There are many difficult issues between the United States and China but both share a commitment to work through them, the United States' top general said on Tuesday during a visit to Beijing.
This is Dunford's first visit to China in his position and the highest-ranking military official to visit China since U.S. President Donald Trump took office.
"I think we have to be honest. We have many, many difficult issues where we don't necessarily share the same perspective," Joseph Dunford, chairman of the U.S. Joint Chiefs of Staff, told Fang Fenghui, chief of the Joint Staff Department of the People's Liberation Army.
"We share a commitment to work through these difficult issues," he added, without elaborating.
Fang said China attached great important to his visit and had arranged for him to observe a military exercise.
The two militaries also signed the framework to build a new communication mechanism for their joint staff departments. Since the department plays a crucial role in actual combat operations, experts said the new mechanism would strengthen effective communication, reduce miscalculations and improve risk management in Asia's increasingly complex geopolitical climate.

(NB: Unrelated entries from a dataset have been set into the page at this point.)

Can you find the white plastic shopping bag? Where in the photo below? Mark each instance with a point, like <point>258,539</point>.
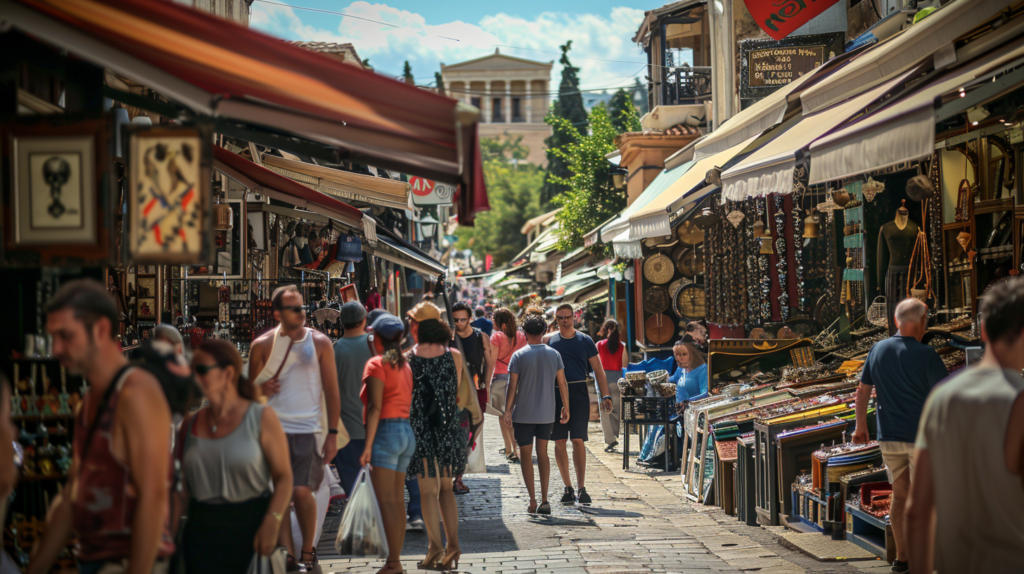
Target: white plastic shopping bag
<point>475,464</point>
<point>361,531</point>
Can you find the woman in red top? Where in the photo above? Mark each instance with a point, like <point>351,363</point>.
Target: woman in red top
<point>613,356</point>
<point>505,341</point>
<point>387,395</point>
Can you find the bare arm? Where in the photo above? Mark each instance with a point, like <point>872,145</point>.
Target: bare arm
<point>144,420</point>
<point>332,395</point>
<point>488,363</point>
<point>58,528</point>
<point>602,382</point>
<point>563,390</point>
<point>274,445</point>
<point>860,435</point>
<point>921,513</point>
<point>375,404</point>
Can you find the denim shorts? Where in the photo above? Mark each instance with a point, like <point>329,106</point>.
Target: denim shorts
<point>393,445</point>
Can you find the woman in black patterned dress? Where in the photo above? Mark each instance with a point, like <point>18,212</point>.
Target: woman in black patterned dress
<point>440,442</point>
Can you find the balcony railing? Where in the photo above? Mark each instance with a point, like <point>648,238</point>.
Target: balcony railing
<point>685,85</point>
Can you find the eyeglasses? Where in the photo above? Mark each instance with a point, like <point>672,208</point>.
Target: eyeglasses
<point>205,368</point>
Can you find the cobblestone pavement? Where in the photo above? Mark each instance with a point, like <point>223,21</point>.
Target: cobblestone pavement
<point>639,523</point>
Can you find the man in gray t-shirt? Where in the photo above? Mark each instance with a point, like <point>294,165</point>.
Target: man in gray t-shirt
<point>530,405</point>
<point>350,355</point>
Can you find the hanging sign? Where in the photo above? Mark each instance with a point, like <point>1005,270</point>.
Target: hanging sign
<point>781,17</point>
<point>429,192</point>
<point>768,64</point>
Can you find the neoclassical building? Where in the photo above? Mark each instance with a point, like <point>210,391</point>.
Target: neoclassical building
<point>512,94</point>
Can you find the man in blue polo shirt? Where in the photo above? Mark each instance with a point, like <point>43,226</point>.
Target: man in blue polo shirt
<point>580,358</point>
<point>902,370</point>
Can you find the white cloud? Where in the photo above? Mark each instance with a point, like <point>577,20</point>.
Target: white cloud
<point>595,38</point>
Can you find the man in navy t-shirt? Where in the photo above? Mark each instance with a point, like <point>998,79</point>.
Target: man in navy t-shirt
<point>901,370</point>
<point>579,357</point>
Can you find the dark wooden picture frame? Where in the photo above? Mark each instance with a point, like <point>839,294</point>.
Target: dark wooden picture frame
<point>97,249</point>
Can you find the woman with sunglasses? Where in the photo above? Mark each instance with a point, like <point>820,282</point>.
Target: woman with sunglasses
<point>232,451</point>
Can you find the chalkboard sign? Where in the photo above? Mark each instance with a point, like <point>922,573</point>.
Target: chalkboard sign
<point>767,64</point>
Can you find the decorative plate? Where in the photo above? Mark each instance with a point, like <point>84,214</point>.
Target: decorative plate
<point>658,269</point>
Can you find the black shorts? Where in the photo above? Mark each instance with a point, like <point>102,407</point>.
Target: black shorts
<point>526,432</point>
<point>576,429</point>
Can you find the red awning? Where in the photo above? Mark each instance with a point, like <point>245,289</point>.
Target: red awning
<point>262,180</point>
<point>217,68</point>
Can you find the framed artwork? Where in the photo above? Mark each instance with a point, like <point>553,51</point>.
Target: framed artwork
<point>58,202</point>
<point>169,179</point>
<point>146,287</point>
<point>146,308</point>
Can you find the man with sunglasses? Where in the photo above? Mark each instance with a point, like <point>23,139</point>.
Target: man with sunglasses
<point>580,357</point>
<point>294,366</point>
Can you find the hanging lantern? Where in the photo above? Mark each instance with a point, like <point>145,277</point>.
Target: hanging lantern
<point>223,219</point>
<point>871,188</point>
<point>811,226</point>
<point>759,229</point>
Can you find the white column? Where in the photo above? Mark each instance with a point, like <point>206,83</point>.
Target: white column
<point>528,103</point>
<point>508,101</point>
<point>485,99</point>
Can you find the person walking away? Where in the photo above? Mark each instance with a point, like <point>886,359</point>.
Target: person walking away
<point>613,355</point>
<point>294,366</point>
<point>440,442</point>
<point>121,454</point>
<point>505,341</point>
<point>482,322</point>
<point>387,395</point>
<point>902,371</point>
<point>237,473</point>
<point>530,407</point>
<point>476,352</point>
<point>579,357</point>
<point>966,502</point>
<point>350,355</point>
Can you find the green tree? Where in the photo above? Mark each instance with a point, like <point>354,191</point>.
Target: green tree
<point>514,192</point>
<point>591,197</point>
<point>568,106</point>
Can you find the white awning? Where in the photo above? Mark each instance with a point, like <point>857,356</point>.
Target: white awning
<point>897,54</point>
<point>904,130</point>
<point>653,220</point>
<point>766,113</point>
<point>769,170</point>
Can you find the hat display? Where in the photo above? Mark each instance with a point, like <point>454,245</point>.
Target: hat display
<point>352,312</point>
<point>424,312</point>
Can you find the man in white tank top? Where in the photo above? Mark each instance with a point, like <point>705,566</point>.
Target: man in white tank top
<point>293,366</point>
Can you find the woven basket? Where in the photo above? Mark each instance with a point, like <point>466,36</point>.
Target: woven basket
<point>658,268</point>
<point>877,312</point>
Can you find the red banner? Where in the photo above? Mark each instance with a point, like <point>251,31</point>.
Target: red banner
<point>780,17</point>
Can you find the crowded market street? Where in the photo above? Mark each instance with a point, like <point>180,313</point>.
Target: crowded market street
<point>640,522</point>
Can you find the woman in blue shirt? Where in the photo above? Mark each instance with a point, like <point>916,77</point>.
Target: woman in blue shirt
<point>691,377</point>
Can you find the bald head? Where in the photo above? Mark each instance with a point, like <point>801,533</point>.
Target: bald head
<point>911,318</point>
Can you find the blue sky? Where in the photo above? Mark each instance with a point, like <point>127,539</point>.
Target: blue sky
<point>429,33</point>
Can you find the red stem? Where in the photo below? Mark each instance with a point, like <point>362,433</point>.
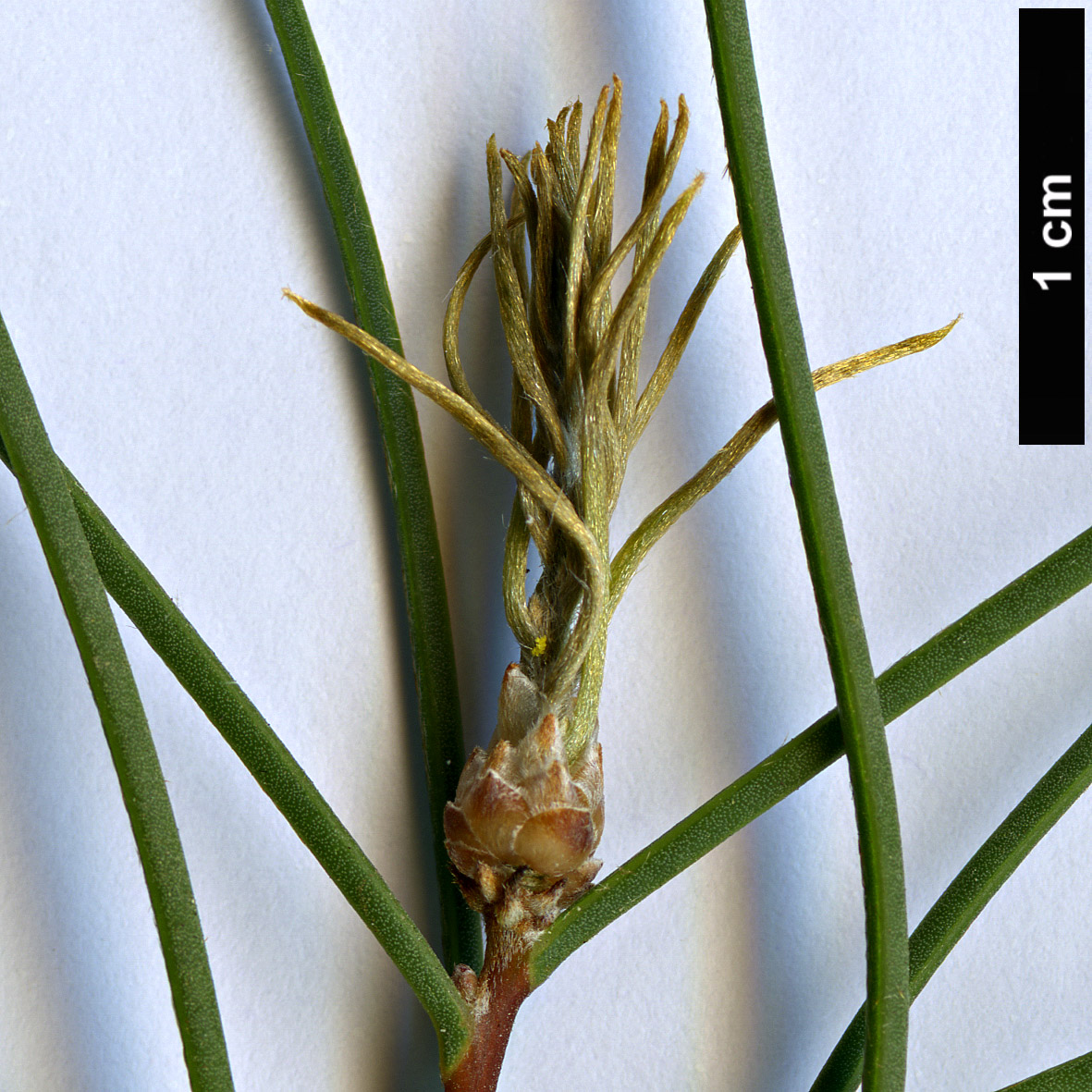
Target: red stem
<point>495,999</point>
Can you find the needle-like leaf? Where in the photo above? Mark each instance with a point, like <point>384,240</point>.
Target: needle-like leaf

During the meeting, Fang said that President Xi Jinping and Trump valued the friendly development of the two militaries and developed the blueprint and direction for its development. He said cooperation is the only right option for China and the U.S., and the two sides could be great partners.
"The Chinese military is willing to make efforts with the U.S. side to strengthen strategic communication, increase strategic mutual trust, deepen practical cooperation, appropriately handle problems and disputes and effectively manage and control risks," the ministry cited Fang as saying.
Dunford said the U.S. military will continue to develop Sino-U.S. military relations and added both sides should take every opportunity to deepen communication and tackle current issues in a constructive way.
The two officials also exchanged opinions on Taiwan, the South China Sea and the nuclear issue on the Korean Peninsula and other issues of mutual concern.
Dunford's visit to China is the second of three stops in his trip to Asia. He visited the Republic of Korea on Sunday and travels to Japan later this week.
Over the next few days, the US delegation will observe Chinese military exercises in the northeastern city of Shenyang, as well as hold talks with high-level Chinese military officials.
The United States has called on China to do more to rein in its isolated neighbor North Korea, while China has said it is Washington that needs to be making more efforts to lessen tensions and speak directly to Pyongyang.
This month, China agreed to the toughest United Nations Security Council sanctions to date against the DPRK. China's Ministry of Commerce and customs administration enforced the sanction on Tuesday by fully banning imports of coal, iron, lead, ores, and seafood from the DPRK.
On Monday, the U.S. staged joint military exercises with Japan and would also hold similar exercises with the Republic of Korea in the region next week, which may antagonize the DPRK and undermine regional peace.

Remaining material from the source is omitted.